One study by John Bogle, the founder of mutual-fund firm Vanguard Group, found that for the 20 years ending 2003, the S&P 500 Index SPX returned 13% per year, while the average mutual fund returned 10.3% and the average investor achieved just a 7.9% annualized return.
American Association of Individual Investors (AAII) has surveyed its members since 1988. It revealed...
The highest weight to cash — and lowest weight to equities — in the history of the survey was in March 2009, right at the bottom of the worst bear market since the 1930s. When was the highest weight to equities? January 2000, near the absolute top of the stock market's 20 year bull run.
Clearly, panic and greed lead people to do the wrong thing at the wrong time — and to do so consistently.
It's not just the individual investor.
I've referenced previously that, in the early 1970s when Nifty Fifty stocks were sporting 50x to 100x price to earnings ratios, pension fund managers were putting 90% of their cash flow into stocks. From this Fortune article written by Warren Buffett in 2001:
...this was Nifty Fifty time--pension managers, feeling great about the market, put more than 90% of their net cash flow into stocks, a record commitment at the time. And then, in a couple of years, the roof fell in and stocks got way cheaper. So what did the pension fund managers do? They quit buying because stocks got cheaper!
Here's what private pension funds looked like as % of cash flow put into equities:
- In 1971, it was 91%, a record high.
- In 1974, it was 13%.
Later in the article Buffett added...
That sort of behavior is especially puzzling when engaged in by pension fund managers, who by all rights should have the longest time horizon of any investors.
Yet they behave just like rank amateurs (getting paid, though, as if they had special expertise).
In 1979, when I felt stocks were a screaming buy, I wrote in an article, "Pension fund managers continue to make investment decisions with their eyes firmly fixed on the rear-view mirror. This generals-fighting-the-last-war approach has proved costly in the past and will likely prove equally costly this time around." That's true, I said, because "stocks now sell at levels that should produce long-term returns far superior to bonds."
So in 1972 pensions fund managers were aggressively buying stocks:
Six years later, the Dow was 20% cheaper, its book value had gained nearly 40%, and it had earned 13% on book. Or as I wrote then, "Stocks were demonstrably cheaper in 1978 when pension fund managers wouldn't buy them than they were in 1972, when they bought them at record rates." - Warren Buffett in Fortune, 2001
Is a similar mistake being made now?
Some of the highest weightings to equities occurred in the early 1970s and around the year 2000. Both were times when equity valuations had reached extremes.
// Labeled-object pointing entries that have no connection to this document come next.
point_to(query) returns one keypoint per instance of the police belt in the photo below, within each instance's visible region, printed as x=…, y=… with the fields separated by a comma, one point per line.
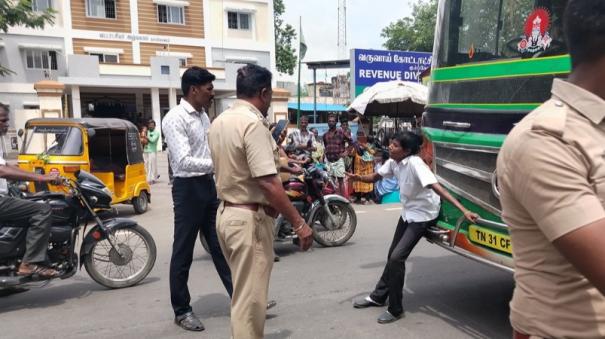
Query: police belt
x=270, y=211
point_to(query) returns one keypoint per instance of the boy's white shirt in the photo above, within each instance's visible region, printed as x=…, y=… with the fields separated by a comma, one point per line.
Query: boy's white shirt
x=419, y=202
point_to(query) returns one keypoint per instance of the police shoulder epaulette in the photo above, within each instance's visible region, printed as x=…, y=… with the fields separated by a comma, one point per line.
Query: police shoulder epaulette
x=551, y=117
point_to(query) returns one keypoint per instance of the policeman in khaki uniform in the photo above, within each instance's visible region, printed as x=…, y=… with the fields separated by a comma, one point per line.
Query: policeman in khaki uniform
x=551, y=172
x=245, y=159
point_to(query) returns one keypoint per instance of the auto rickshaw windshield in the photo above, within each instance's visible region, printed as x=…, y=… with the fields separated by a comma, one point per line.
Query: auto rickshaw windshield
x=53, y=140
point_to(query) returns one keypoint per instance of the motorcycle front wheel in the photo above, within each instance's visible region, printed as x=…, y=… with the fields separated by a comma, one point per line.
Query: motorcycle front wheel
x=330, y=235
x=125, y=265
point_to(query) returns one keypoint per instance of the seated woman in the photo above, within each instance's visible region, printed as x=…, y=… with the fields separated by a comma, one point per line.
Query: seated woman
x=287, y=166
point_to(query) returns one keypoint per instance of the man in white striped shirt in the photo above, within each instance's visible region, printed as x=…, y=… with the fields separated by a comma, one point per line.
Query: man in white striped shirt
x=193, y=191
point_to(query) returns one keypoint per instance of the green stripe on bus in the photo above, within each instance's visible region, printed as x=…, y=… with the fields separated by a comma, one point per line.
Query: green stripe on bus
x=503, y=107
x=504, y=69
x=466, y=138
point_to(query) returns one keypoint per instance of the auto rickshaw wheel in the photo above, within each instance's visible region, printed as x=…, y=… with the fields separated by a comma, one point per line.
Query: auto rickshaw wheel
x=140, y=203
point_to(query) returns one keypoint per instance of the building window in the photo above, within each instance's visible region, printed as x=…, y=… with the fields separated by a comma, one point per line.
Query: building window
x=107, y=58
x=238, y=20
x=39, y=59
x=101, y=8
x=171, y=15
x=41, y=5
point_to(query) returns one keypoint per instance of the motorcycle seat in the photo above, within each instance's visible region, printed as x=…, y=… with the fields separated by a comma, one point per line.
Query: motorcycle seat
x=45, y=195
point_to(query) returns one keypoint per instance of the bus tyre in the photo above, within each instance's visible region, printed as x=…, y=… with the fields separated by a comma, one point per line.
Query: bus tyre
x=141, y=203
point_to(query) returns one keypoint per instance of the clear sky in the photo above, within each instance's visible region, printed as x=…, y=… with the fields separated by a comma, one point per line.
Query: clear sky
x=365, y=21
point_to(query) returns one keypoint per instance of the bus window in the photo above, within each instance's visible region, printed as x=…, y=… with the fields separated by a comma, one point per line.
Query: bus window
x=483, y=30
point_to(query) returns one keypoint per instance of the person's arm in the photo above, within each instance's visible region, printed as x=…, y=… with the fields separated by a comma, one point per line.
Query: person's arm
x=153, y=136
x=585, y=251
x=443, y=193
x=550, y=179
x=15, y=173
x=368, y=178
x=180, y=148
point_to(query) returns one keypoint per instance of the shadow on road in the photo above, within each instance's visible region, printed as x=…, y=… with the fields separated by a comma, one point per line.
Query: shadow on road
x=50, y=296
x=464, y=296
x=282, y=334
x=213, y=305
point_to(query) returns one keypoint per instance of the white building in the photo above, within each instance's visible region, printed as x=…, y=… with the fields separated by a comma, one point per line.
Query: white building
x=124, y=58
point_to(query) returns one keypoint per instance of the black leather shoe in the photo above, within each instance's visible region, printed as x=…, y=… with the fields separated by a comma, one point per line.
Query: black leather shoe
x=189, y=321
x=387, y=317
x=366, y=302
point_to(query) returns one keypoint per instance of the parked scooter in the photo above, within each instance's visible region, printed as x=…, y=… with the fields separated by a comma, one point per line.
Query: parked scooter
x=116, y=252
x=331, y=216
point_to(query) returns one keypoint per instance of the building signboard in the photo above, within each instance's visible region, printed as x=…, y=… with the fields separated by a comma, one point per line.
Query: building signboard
x=371, y=66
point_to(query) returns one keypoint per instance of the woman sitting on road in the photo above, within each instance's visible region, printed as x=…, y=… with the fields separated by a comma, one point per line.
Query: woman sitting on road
x=419, y=192
x=287, y=166
x=363, y=161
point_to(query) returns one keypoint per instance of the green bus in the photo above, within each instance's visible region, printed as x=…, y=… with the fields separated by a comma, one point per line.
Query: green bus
x=493, y=62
Now, at least for many high quality large capitalization stocks, valuations these days seem not rich at all.
You can have cheap equity prices or good news, but you can't have both at the same time. - Joe Rosenberg in this recent Barron's interview
The Best Opportunities in a Half-Century
Jeff Saut added in this recent Minyanville article that institutional investors (hedge funds, pensions, endowments) are, once again, very underinvested in equities:
Verily, hedge funds are having a terrible year, having been caught "short," as well as underinvested with only a 43.8% net long investment position. Or how about the endowment funds that are only ~12% net long US stocks? How can those endowment funds achieve their mandates of roughly 8% per year using 2%-yielding 10-year Treasury Notes? The answer is they can't! - Jeff Saut
There's plenty of evidence, and this article provides just one example, that the small investor is doing the same.
If the recent wild leaps and plunges in financial markets have prompted you to cash out your stocks, you're not alone. Individual investors are bolting for the exits.
It's not that stocks can't still go down a whole bunch over the next year or two but the evidence strongly suggests that many market participants, professional or not, have a great tendency to get it wrong.
Well, at least more so than some might otherwise expect.